I’ve been doing some work on our infrastructure.
Our web services were mostly designed about a decade ago when containers where a newfangled thing and we had a handful of clients to serve, running on some lovingly handcrafted VMs at DigitalOcean. Some of those things have scaled more gracefully than others… I’ve shifted slightly how we deploy and run stuff in the meantime, and most recently moved our hosting from DigitalOcean to Scaleway, where we currently run almost all our services in a Kubernetes cluster.
DigitalOcean served us well for quite some time, but unfortunately less so after moving much of our infra into containers in Kubernetes. Their network load balancer had a never ending stream of issues with our number of active connections (even without moving discovery to it), plus didn’t support IPv6 and had no plan to do so in the foreseeable future. Scaleway has reasonable pricing, and their load balancers support IPv6 so we could actually move discovery into the cluster.
(Aside about pricing: our biggest constraint in choosing a cloud operator, price wise, is our outgoing bandwidth. Virtual machines cost more or less the same everywhere (within an order of magnitude) but outgoing bandwidth varies quite a lot. We serve about 15 TB of data each month, most of it discovery and relay pool responses. On all the big clouds this would give us an egress bill of well over 1000 euros per month. Several of the smaller operators have a much more generous allowance where it’s essentially free with the VMs, DigitalOcean and Scaleway being among those.)
Anyway, discovery. The discovery service is our main resource driver.

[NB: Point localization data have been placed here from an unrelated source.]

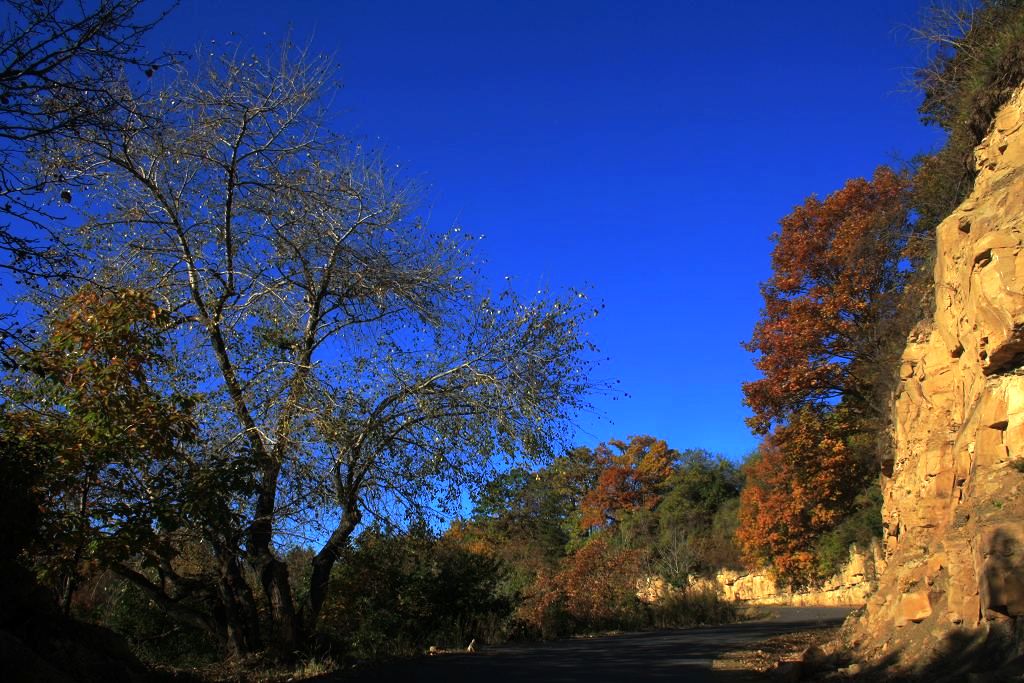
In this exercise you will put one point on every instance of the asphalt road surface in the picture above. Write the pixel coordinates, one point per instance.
(683, 655)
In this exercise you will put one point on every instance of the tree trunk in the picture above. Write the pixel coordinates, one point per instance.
(241, 617)
(323, 562)
(272, 572)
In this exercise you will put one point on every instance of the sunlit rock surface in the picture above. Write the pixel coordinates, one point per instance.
(953, 510)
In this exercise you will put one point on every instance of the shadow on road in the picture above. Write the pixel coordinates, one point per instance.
(676, 655)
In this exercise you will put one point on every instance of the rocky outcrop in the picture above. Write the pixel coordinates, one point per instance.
(953, 508)
(850, 587)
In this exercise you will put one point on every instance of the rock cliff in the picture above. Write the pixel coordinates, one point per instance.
(953, 510)
(851, 587)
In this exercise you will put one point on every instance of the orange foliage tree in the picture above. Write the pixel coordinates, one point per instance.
(826, 341)
(594, 588)
(632, 476)
(802, 482)
(838, 271)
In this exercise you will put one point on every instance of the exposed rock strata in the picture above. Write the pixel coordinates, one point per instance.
(953, 511)
(850, 587)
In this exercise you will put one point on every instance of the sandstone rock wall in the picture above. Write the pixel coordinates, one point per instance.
(953, 511)
(851, 587)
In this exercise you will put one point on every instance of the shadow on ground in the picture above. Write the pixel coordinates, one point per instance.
(665, 655)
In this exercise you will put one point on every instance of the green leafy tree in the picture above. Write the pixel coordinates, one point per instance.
(343, 354)
(111, 446)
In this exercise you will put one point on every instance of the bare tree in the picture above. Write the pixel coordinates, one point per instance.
(61, 66)
(344, 357)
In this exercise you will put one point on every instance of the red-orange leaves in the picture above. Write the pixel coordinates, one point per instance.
(837, 276)
(801, 483)
(631, 478)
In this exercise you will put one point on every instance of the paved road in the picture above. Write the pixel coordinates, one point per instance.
(666, 655)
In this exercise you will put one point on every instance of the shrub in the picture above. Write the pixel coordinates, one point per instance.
(399, 594)
(691, 607)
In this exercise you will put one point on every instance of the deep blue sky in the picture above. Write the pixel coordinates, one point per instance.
(644, 148)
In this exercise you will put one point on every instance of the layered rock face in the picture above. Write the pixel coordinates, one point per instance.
(850, 587)
(953, 507)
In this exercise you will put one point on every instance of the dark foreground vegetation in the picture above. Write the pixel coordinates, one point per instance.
(244, 381)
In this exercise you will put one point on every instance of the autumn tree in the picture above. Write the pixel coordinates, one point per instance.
(109, 443)
(803, 481)
(829, 325)
(632, 476)
(343, 352)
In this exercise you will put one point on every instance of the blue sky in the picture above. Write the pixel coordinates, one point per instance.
(645, 148)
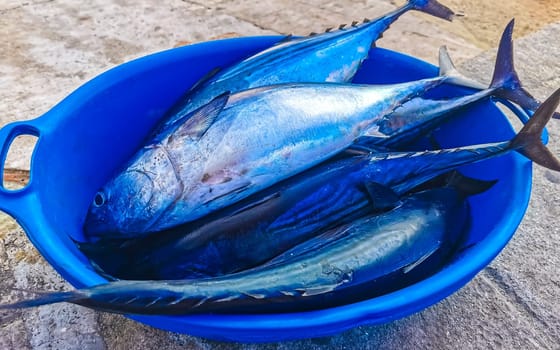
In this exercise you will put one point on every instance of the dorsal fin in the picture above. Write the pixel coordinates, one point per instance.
(205, 78)
(285, 39)
(199, 122)
(383, 197)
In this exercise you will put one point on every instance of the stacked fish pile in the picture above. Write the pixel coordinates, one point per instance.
(277, 185)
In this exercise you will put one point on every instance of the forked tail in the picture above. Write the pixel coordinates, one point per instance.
(432, 7)
(528, 141)
(505, 80)
(47, 298)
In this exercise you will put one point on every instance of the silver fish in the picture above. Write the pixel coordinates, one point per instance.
(333, 56)
(343, 258)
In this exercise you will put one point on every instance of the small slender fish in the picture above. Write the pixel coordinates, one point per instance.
(237, 145)
(419, 115)
(333, 56)
(346, 257)
(270, 222)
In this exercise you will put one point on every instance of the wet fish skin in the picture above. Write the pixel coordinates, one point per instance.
(308, 59)
(353, 254)
(236, 146)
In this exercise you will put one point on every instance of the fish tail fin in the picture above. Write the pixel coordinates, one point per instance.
(467, 185)
(433, 8)
(46, 299)
(529, 142)
(505, 80)
(448, 69)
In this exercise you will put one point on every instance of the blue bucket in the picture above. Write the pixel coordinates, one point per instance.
(83, 139)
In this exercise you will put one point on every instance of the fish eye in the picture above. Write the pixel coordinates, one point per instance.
(99, 199)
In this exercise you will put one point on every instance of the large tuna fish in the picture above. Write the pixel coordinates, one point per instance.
(237, 145)
(271, 221)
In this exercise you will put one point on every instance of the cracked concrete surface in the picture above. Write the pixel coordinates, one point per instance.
(52, 47)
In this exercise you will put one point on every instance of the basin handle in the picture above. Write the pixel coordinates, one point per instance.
(13, 201)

We get about 3k-4k requests per second in a steady state. You might think a few thousand HTTP requests per second isn’t that much and could in principle be handled on a fancy Raspberry Pi, and you’d probably be right, but our clients are special… “Normal” web requests are browsers, they open one HTTPS connection and send a hundred requests over it. We only ever get one request per connection, so every request is a TLS handshake, with a somewhat unusual certificate type at that, and (for announces) we must verify the client certificate. This uses a surprising amount of CPU: we currently average about six CPU cores (of some beefy Xeon variant) all the time just for TLS termination. (Compressing responses would make this significantly worse too, so I’ve turned that off for now.)
It’s also an odd workload because it’s very inelastic, and so becomes very latency sensitive. Again, many “normal” web services react to some form of backpressure when things are slower than usual – requests that depend on each other, like you don’t load the images on a page before actually getting the HTML that refers to them, etc. Discovery isn’t like that at all since each request is a singleton from a separate client. We get minimum 3000 new connections every second whether we had time to process the ones that came in last second or not. If we only returned an answer to 1000 of them we now have 5000 open connections that need handling. Handle 1000 of those and we have 8000 connections awaiting response next second, and so on.

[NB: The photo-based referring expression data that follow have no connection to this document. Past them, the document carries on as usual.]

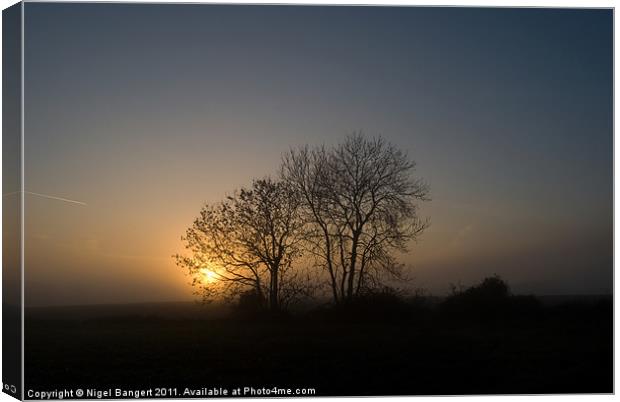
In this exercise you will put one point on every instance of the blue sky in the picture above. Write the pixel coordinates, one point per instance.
(144, 112)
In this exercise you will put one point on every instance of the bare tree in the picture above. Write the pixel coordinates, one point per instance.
(360, 199)
(247, 242)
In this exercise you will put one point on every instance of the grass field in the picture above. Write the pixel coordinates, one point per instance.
(562, 349)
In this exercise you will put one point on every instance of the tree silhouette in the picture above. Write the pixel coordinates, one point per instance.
(360, 200)
(247, 242)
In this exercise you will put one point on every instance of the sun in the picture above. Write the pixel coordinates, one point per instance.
(208, 276)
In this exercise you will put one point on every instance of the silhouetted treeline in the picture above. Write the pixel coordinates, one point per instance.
(329, 222)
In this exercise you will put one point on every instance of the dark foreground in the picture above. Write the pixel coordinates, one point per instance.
(408, 350)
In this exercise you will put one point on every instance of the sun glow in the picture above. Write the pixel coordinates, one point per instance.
(208, 276)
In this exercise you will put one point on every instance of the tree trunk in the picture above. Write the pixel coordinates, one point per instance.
(352, 266)
(274, 304)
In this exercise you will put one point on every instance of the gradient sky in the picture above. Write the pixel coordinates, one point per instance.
(144, 112)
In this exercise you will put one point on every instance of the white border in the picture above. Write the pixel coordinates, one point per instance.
(462, 3)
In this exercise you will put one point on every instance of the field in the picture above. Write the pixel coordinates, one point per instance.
(566, 348)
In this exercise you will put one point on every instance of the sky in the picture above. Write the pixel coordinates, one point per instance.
(145, 112)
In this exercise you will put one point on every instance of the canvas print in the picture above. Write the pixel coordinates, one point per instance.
(218, 200)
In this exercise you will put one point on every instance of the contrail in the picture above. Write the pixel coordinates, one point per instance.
(51, 197)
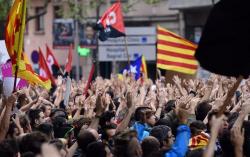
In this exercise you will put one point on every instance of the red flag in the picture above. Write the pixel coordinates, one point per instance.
(111, 24)
(44, 69)
(69, 60)
(51, 60)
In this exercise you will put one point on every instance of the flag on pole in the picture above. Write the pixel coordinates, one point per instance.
(44, 69)
(111, 24)
(14, 35)
(68, 66)
(175, 53)
(144, 66)
(51, 61)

This becomes very fragile to any kind of pause in processing: leveldb compaction and even GC pauses would lead to short stalls that quickly overwhelmed our Traefik proxies or load balancers where connections queued up. Recovering from this wasn’t always trivial since we essentially end up in a DoS situation with clients retrying timed out requests.
(System effect aside: another effect of client retries, like re-discoveries when a device is just not found, is the ringing-like-a-bell curve for any minor outage. We smooth this over time by returning a random-fuzzed Retry-After
header for Not Found
responses, but any blip in responses is still visible for hours.)

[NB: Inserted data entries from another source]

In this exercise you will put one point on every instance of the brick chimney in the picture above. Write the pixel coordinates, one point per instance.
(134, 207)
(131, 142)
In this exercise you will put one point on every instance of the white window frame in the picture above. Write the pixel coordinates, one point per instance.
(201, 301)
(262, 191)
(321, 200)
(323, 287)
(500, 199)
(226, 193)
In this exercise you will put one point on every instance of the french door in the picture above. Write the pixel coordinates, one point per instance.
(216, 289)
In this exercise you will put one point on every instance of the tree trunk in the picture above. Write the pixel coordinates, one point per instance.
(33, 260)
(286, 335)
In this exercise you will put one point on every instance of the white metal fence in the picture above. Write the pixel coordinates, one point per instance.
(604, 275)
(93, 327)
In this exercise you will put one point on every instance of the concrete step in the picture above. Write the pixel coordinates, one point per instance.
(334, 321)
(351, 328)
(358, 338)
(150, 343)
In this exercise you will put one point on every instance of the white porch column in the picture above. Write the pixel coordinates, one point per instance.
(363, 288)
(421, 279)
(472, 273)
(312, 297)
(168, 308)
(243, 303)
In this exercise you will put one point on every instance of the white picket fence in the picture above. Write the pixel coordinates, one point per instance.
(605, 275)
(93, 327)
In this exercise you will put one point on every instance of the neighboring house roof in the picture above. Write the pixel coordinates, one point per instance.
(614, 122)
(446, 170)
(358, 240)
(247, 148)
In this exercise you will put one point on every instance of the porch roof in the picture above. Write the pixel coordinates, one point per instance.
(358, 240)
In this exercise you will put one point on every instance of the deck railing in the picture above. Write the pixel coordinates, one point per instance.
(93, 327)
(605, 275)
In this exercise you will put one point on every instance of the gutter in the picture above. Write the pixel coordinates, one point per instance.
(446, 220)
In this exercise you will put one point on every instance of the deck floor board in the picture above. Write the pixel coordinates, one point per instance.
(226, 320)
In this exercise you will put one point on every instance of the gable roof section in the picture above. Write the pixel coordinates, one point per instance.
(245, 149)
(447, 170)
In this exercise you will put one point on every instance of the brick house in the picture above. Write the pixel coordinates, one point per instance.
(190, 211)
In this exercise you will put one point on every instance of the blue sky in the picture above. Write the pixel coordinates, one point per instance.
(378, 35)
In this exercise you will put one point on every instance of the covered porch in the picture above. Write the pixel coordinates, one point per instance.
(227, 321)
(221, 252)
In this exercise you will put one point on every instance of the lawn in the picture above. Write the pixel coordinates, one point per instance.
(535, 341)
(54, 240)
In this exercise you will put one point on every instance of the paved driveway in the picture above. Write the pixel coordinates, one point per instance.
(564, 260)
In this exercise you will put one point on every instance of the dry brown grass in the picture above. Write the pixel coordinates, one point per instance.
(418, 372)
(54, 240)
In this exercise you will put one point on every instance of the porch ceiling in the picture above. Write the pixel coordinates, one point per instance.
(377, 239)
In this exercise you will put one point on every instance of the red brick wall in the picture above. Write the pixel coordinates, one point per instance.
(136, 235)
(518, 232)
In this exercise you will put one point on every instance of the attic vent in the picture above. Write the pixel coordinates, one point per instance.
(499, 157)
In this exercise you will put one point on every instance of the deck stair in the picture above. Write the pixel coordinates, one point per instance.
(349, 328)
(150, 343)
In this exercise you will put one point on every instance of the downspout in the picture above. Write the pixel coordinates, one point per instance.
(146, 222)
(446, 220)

I’ve put a fair amount of engineering work into improving the discover server for this. I experimented with database settings, switching the database from leveldb to Pebble (made things worse), and finally settled on using an in-memory map – this was the only thing with consistent enough latency… Even then there was a fair amount of tuning and profiling required to get allocations low enough – and CPU bound goroutines short enough – that GC pauses didn’t kill us. The database is periodically flushed to permanent storage and read from there on startup.
There are three instances of the discovery server binary, all of which have the full set of data to be able to answer requests. Announcements are replicated between them using a message queue.
The Traefik proxies are assigned the bulk of resources on each cluster node and are configured to 429 requests when they queue up towards the discovery server (which they don’t, currently ;).
This has been stable for a little while now, enough that I’m confident it’ll work for us. Total resource usage is about 8 CPU cores and 6 GiB of RAM, but RAM usage spikes when connections spike for whatever reason. This is down from about 26 CPU cores at its worst prior to the latest rewrites; orange line here is Traefik CPU, yellow is discosrv. (The metrics gap around the beginning of the month is me migrating things back and forth…)
My code changes for these things generally happen on the infrastructure branch, and I merge them after stabilisation and cleanup. I haven’t asked for review on them, for all the practical reasons you might assume, but they’re up there for anyone who wants to take a look. There’s another fairly large change coming which I’ll write up shortly, and which I will put through review.